Black and Latino students have trailed their white counterparts in reading and math scores for at least 30 years, but a broad new survey of academic performance shows the gap has lessened dramatically. [emphasis mine]
Education Secretary Margaret Spellings knew just where to place the credit:
But the overall test-score news was encouraging, and Spelling and other proponents credited No Child Left Behind -- the federal Education Act of 2001 -- even though the law was in effect for only two of the years covered by the report.
"It is not a coincidence," Spelling said, that "more than half of the progress in reading for 9-year-olds during the Report Card's entire history has been made in the last five years." [emphasis mine]
Turns out, we find out today, that it's all a load of crap. ...SURPRISE!
The results we saw a year ago astounding. Look at how well minority students were doing under George W. Bush!!
But... then the truth came out today.
Uh oh.
States are helping public schools escape potential penalties by skirting the No Child Left Behind law's requirement that students of all races must show annual academic progress.
With the federal government's permission, schools aren't counting the test scores of nearly 2 million students when they report progress by racial groups. [emphasis mine]
Who in the Federal Government is granting them permission? Certainly not the Education Secretary - her response shows she's clearly concerned about this outright flaunting of the law.
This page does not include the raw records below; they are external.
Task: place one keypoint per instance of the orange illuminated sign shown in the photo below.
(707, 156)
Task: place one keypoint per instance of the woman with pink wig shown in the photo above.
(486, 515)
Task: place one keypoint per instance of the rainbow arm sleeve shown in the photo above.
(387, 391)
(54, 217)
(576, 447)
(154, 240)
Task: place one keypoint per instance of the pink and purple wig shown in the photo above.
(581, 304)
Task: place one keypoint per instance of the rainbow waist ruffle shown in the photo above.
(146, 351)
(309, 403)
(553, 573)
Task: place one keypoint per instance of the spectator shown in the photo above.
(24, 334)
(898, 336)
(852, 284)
"Is it too many? You bet," Education Secretary Margaret Spellings said in an interview. "Are there things we need to do to look at that, batten down the hatches, make sure those kids are part of the system? You bet."
Yeah, you bet.
"They're asking the question, not how do we generate statistically reliable results, but how do we generate politically palatable results"
Same old story.
[UPDATE: This is the cover story on MSNBC.com.]